In this case, since our bars are separated and the column names give information about the edu variable, we can add color for strictly aesthetic purposes.

Specify this with fill = edu.

acs |> 
  filter(!is.na(edu)) |> 
  group_by(race, edu) |> 
  summarize(n = n()) |> 
  mutate(perc = 100*n/sum(n)) |> 
  ggplot(aes(x = race, y = perc, fill = edu)) +
  geom_col() +
  facet_grid(~ edu) + 
  coord_flip() +
  ylim(c(0, 90)) +
  geom_text(aes(label = round(perc, 1)), hjust = -.1)
## `summarise()` has grouped output by 'race'. You can override using the `.groups` argument.
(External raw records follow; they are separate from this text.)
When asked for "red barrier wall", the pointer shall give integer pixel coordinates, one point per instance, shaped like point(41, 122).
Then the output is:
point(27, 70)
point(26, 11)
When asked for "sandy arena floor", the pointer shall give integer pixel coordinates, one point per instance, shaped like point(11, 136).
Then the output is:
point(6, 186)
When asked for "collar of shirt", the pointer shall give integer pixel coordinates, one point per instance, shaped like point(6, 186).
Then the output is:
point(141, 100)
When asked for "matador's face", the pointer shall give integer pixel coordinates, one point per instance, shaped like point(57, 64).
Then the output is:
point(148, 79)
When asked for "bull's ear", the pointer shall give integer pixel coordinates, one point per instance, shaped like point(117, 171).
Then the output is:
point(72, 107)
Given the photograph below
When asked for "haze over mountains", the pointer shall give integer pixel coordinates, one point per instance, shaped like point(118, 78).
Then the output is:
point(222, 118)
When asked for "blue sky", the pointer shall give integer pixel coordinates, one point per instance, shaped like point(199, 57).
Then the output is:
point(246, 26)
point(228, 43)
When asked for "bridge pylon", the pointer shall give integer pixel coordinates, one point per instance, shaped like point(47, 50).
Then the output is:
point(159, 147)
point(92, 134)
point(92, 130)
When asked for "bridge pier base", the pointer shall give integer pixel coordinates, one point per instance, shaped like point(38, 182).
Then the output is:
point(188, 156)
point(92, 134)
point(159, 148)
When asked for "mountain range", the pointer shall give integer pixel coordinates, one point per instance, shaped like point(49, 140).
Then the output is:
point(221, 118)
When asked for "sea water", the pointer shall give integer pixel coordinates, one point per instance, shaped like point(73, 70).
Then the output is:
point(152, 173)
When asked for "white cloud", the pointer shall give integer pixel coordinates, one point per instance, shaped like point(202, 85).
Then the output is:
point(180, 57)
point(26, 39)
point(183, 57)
Since color does not give any unique information, add show.legend = F to geom_bar() to suppress the legend, since it does not add any information.

acs |> 
  filter(!is.na(edu)) |> 
  group_by(race, edu) |> 
  summarize(n = n()) |> 
  mutate(perc = 100*n/sum(n)) |> 
  ggplot(aes(x = race, y = perc, fill = edu)) +
  geom_col(show.legend = F) +
  facet_grid(~ edu) + 
  coord_flip() +
  ylim(c(0, 90)) +
  geom_text(aes(label = round(perc, 1)), hjust = -.1)
## `summarise()` has grouped output by 'race'. You can override using the `.groups` argument.
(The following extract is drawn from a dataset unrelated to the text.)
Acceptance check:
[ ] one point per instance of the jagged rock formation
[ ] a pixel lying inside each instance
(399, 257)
One issue in the plot is that our facet names are a little long, and “Less than High School” is being cut off. We could experiment with text size, or we can use the labeller argument in our facet_grid() function and specify the maximum number of characters before the line wraps.

While we are at it, we can also increase the text size of the facet text for emphasis with the strip.text argument in theme().

acs |> 
  filter(!is.na(edu)) |> 
  group_by(race, edu) |> 
  summarize(n = n()) |> 
  mutate(perc = 100*n/sum(n)) |> 
  ggplot(aes(x = race, y = perc, fill = edu)) +
  geom_col(show.legend = F) +
  facet_grid(~ edu, labeller = label_wrap_gen(width=10)) + 
  coord_flip() +
  ylim(c(0, 90)) +
  geom_text(aes(label = round(perc, 1)), hjust = -.1) +
  theme(strip.text = element_text(size = 12))
## `summarise()` has grouped output by 'race'. You can override using the `.groups` argument.